The EU citizens and businesses can travel freely throughout member states with little restrictions.

STRAINED RELATIONSHIP

"If CARICOM were to operate in the same way, what that would mean is that where there are competitive advantages, like in Trinidad, for oil, gas and energy, manufacturers could have a base there, but it could be staffed by Jamaican or Guyanese labourers," Mahfood argued.

"If that doesn't happen, then there is a lot of the CSME intention [that is] really not worthwhile," he said.

The issue of trade, especially by Jamaican businesses, has put a strain over the years on relationships between Kingston and Port-of-Spain. There has also been the long-running matter relating to immigration.

Jamaican businesses have also complained about the alleged disadvantage they face with Trinidad and Tobago under the Common External Tariff (CET), which is an agreed tax by members of the union on imports of a product from outside the union.

"Under the Common External Tariff, it allowed Trinidad, which produces petroleum products, to export their petroleum to Jamaica at a premium.
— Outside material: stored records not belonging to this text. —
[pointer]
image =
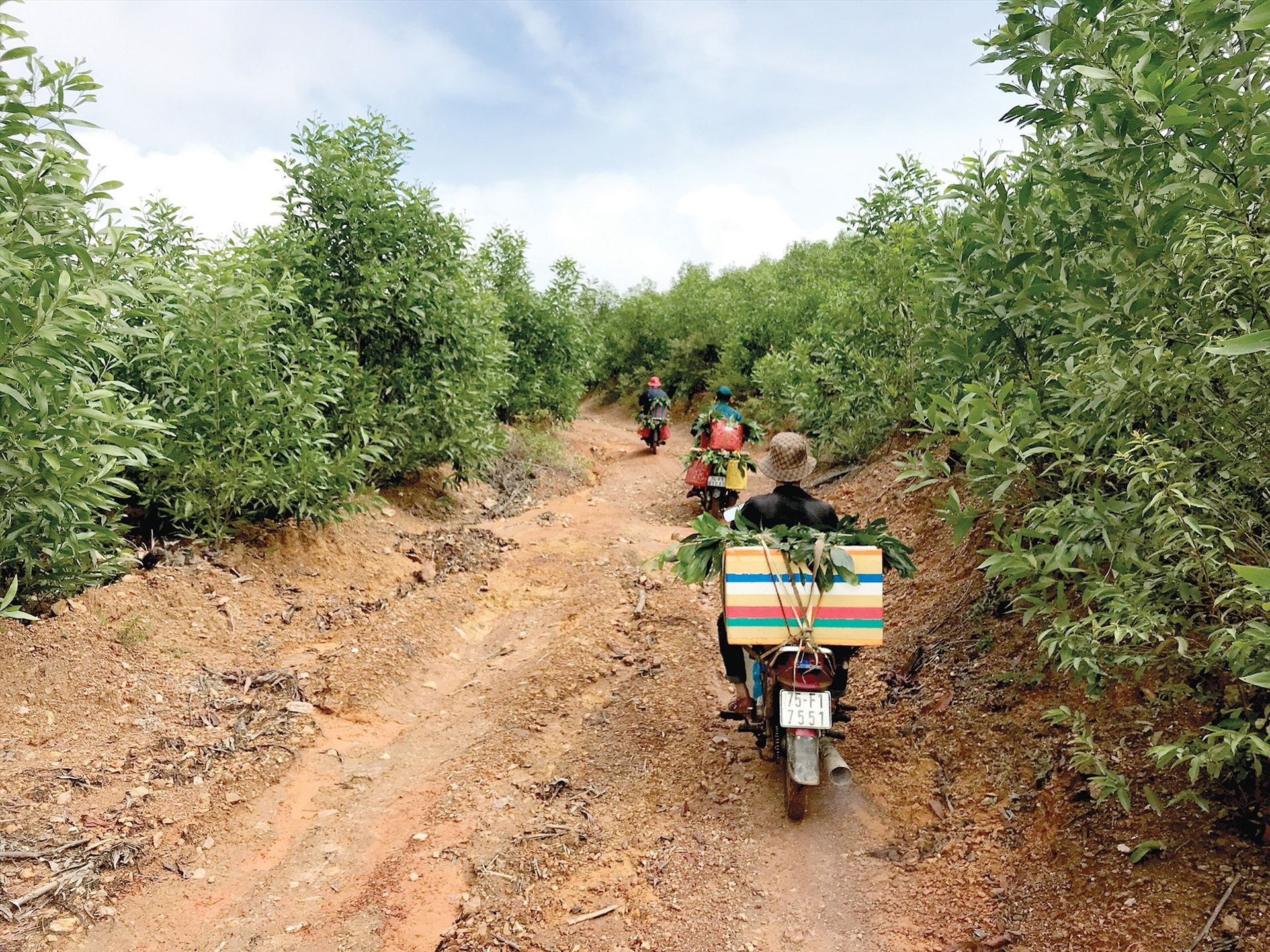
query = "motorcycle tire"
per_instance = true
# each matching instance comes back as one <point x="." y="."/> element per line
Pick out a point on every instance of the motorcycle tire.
<point x="795" y="796"/>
We estimated that it cost Jamaica over the last 10 years more than $8 billion," Mahfood said, explaining that there has been a push for the CET's removal or the inclusion of tax on petroleum from Trinidad.
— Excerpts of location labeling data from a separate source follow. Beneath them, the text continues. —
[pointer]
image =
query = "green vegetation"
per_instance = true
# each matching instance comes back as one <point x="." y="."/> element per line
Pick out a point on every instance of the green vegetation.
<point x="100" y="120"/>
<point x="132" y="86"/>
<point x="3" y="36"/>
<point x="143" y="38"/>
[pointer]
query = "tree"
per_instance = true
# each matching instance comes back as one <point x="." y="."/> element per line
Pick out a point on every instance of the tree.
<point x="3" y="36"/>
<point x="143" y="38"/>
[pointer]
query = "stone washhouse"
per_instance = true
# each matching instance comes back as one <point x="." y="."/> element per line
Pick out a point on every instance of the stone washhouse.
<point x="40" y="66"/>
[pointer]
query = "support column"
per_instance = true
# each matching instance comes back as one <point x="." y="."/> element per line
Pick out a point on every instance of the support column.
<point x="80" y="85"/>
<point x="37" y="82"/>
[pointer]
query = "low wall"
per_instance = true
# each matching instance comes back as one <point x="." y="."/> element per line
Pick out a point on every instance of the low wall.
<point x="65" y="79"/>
Mahfood claims that a change would ensure that all products are priced to compete at the same level.

No Jamaican businesses have brought a case to the Caribbean Court of Justice (CCJ) testing the issues under the Revised Treaty of Chaguaramas which governs CARICOM and the CSME.

Meanwhile, head of the Jamaica Manufacturers' Association, Metry Seaga, believes that Jamaican businesses should shoulder some of the blame for some of the trade imbalances that persist in the region.

"We have not done a good enough job in utilising the available options to us. Countries like Trinidad and Tobago have used them very well. We have played by the letter of the law," he said, adding that he believes in the CSME and CARICOM.

"We have not pushed the envelope. For example, we have allowed Trinidad and Tobago to sell us oil at an inflated price because of the benefit of the CET. We have known about [it] and we have been silent about [it] for the last 10 years."

According to Seaga, Jamaican businesses have options of pursuing strong negotiations, registering a complaint with the Council for Trade and Economic Development or taking cases to the CCJ.

Data from the Statistical Institute of Jamaica show that Jamaica's trade deficit with the CARICOM declined by almost a fifth in the first 10 months of last year.

Up to October last year, the deficit was US$480 million.

STATIN says the deficit fell because of lower prices of fuel imported from Trinidad and Tobago.

Meanwhile, exports to the countries of the regional group also fell by 40 per cent to US$45 million.